With inflation in the euro zone more than 2%, but it is expected to be relegated in 2026 and growth projections have been subjected to, interest rates see little benefit to adjustment policy now. For market participants, the central bank is very likely to keep interest rates on waiting, with the risks leaning towards a prolonged inflation period below the target and not in another flame in price rise.

Eurozone inflation hits five months

Inflation of the Euro -region occurred higher in September, complicating European Central Bank policy, as officials are preparing for their meeting in October. Consumer prices rose by 2.2% compared to the previous year, from 2% in August and the highest reading since April, according to Eurostat. The increase is due to a slower decrease in energy costs, while basic inflation has been stable. Inflation of services, however, increased to 3.2%, marking that underlying prices have not yet been fully facilitated.

While inflation has been reduced abruptly by its post-fantasy peaks, ECB’s lead economist Philip Lane said it is unlikely to return to the low-leggings-or rising well above the target 2%-beyond the medium term. Still, the picture remains uneven throughout the block. Estonia published the highest annual inflation rate in September at 5.2%, followed by Croatia and Slovakia at 4.6%, while Latvia, Austria and Spain also recorded readings well above the ECB target.

ECB views show inflation that underlines its target

Despite the recent increase, policy -makers are increasingly concerned about inflation that slides under the target in the coming years. ECB President Christine Lagarde said this week that inflation is “unlikely to grow far up, or fall far down” its target 2% in the coming months, as commercial disorders easy and growth potential is drifting away.

Fresh staff forecasts show that average inflation is on average of 2.1% in 2025, before it is reduced to 1.7% in 2026 and 1.9% in 2027, with the exception of food and energy, inflation is predicted to 2.4% in 2025, mitigating 1.9% in 2026 and 1.8% in 202 keeping a lid on the prices.
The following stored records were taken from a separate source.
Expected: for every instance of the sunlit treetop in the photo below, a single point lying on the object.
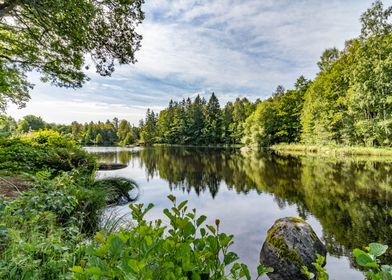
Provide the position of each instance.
(60, 39)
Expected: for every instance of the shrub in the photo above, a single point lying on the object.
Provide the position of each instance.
(44, 150)
(182, 250)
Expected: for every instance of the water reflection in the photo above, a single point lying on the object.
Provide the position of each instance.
(351, 198)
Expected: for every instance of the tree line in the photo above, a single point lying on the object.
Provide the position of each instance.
(349, 102)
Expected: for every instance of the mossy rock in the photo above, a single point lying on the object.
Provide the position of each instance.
(290, 244)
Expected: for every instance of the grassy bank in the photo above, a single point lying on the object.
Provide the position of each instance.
(302, 149)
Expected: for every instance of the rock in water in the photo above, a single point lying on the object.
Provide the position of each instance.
(291, 243)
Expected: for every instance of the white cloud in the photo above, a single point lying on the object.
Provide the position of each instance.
(232, 47)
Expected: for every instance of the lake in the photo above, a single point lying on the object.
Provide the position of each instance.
(347, 201)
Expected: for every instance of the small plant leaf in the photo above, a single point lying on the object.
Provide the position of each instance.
(377, 249)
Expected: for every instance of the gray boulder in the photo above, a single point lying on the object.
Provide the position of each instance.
(291, 243)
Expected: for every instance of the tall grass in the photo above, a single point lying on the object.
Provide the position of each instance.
(332, 150)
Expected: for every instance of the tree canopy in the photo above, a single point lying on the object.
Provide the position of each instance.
(60, 39)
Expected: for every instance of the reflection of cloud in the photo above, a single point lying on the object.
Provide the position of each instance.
(232, 47)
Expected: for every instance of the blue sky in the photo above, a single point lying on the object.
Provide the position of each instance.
(234, 48)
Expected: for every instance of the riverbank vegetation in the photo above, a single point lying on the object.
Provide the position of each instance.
(52, 229)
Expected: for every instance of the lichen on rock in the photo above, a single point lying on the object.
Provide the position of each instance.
(290, 244)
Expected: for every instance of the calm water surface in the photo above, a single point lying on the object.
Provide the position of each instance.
(346, 201)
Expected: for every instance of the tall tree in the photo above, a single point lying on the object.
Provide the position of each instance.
(53, 38)
(213, 121)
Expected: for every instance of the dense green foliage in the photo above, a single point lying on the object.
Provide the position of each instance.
(54, 37)
(44, 150)
(184, 249)
(199, 122)
(107, 133)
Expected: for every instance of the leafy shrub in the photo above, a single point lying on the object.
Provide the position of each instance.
(182, 250)
(368, 260)
(118, 189)
(45, 150)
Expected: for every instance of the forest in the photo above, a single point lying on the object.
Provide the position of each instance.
(349, 102)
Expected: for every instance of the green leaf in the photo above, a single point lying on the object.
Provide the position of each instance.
(377, 249)
(211, 228)
(245, 271)
(77, 269)
(94, 270)
(200, 220)
(230, 258)
(363, 259)
(261, 270)
(172, 198)
(182, 204)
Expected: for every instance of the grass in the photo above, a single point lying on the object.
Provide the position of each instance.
(340, 151)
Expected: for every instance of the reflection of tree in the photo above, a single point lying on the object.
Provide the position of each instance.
(352, 199)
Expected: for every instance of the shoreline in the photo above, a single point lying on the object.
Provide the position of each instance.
(340, 151)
Growth prospects remain fragile

The increase in the euro area continues to lose the momentum. The seasonally customized GDP expanded only 0.1% in the second quarter of 2025, according to a recent Eurostat estimate, a sharp deceleration of 0.6% in the first three months of the year. On an annual basis, production increased by 1.5%, only marginally below 1.6% recorded in the previous quarter.
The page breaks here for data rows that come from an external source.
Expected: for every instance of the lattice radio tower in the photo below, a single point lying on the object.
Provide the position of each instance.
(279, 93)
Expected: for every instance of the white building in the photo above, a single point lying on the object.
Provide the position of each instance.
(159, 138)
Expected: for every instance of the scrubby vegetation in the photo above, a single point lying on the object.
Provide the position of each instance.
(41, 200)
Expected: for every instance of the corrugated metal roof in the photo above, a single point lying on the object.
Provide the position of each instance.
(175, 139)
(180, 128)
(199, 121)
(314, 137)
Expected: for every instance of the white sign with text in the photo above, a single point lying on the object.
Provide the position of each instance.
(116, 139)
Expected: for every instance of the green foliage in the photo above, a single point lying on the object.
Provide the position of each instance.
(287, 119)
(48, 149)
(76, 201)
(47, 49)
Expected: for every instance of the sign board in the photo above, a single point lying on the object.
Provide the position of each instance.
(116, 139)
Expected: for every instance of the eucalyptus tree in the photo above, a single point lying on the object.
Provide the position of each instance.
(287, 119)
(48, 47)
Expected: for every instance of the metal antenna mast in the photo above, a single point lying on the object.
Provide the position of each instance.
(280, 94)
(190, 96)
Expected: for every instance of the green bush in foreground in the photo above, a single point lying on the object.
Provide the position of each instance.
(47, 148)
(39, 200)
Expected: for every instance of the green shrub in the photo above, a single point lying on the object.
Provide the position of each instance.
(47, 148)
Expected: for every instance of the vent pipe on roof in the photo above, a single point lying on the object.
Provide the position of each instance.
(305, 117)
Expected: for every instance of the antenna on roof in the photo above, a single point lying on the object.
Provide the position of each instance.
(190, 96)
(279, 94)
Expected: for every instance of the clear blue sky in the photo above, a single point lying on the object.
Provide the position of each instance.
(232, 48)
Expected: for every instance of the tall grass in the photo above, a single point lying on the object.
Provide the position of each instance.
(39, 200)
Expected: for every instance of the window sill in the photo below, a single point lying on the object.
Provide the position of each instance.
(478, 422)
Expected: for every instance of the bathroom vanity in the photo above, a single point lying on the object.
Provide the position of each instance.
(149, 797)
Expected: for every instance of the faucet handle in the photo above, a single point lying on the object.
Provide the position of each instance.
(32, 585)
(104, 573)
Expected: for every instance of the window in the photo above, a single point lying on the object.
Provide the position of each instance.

Performance varies widely in all Member States. Denmark led by a quarterly increase of 1.3%, while Croatia and Romania published 1.2%. In contrast, Finland was associated by 0.4%, Germany by 0.3%and Italy by 0.1%, stressing the uneven recovery throughout the block.

ECB staff promotes the eurozone economy will extend by 1.2% in 2025 – reinforcing stronger than June’s forecasts, but still submits to historical standards. The increase is expected to slow down at 1.0% in 2026 before the event by 1.3% in 2027. Policy -in charge show tariffs, a more stable euro and increasing global competition as in the short term, although they expect new trade and uncertainty.

The ECB is expected to stop interest rates as inflation prospects stabilize

The ECB is expected to leave the borrowing costs unchanged at its meeting in October, marking a third straight pause. At the September rally, the Board of Directors chose attention and Lane’s recent comments show that policy makers are still concerned about inflation that falls below the target of overcoming. The pricing of future fulfillment compiled by LSEG Refinitiv shows that investors are overwhelming that the deposit rate will remain at 2% by the end of the year.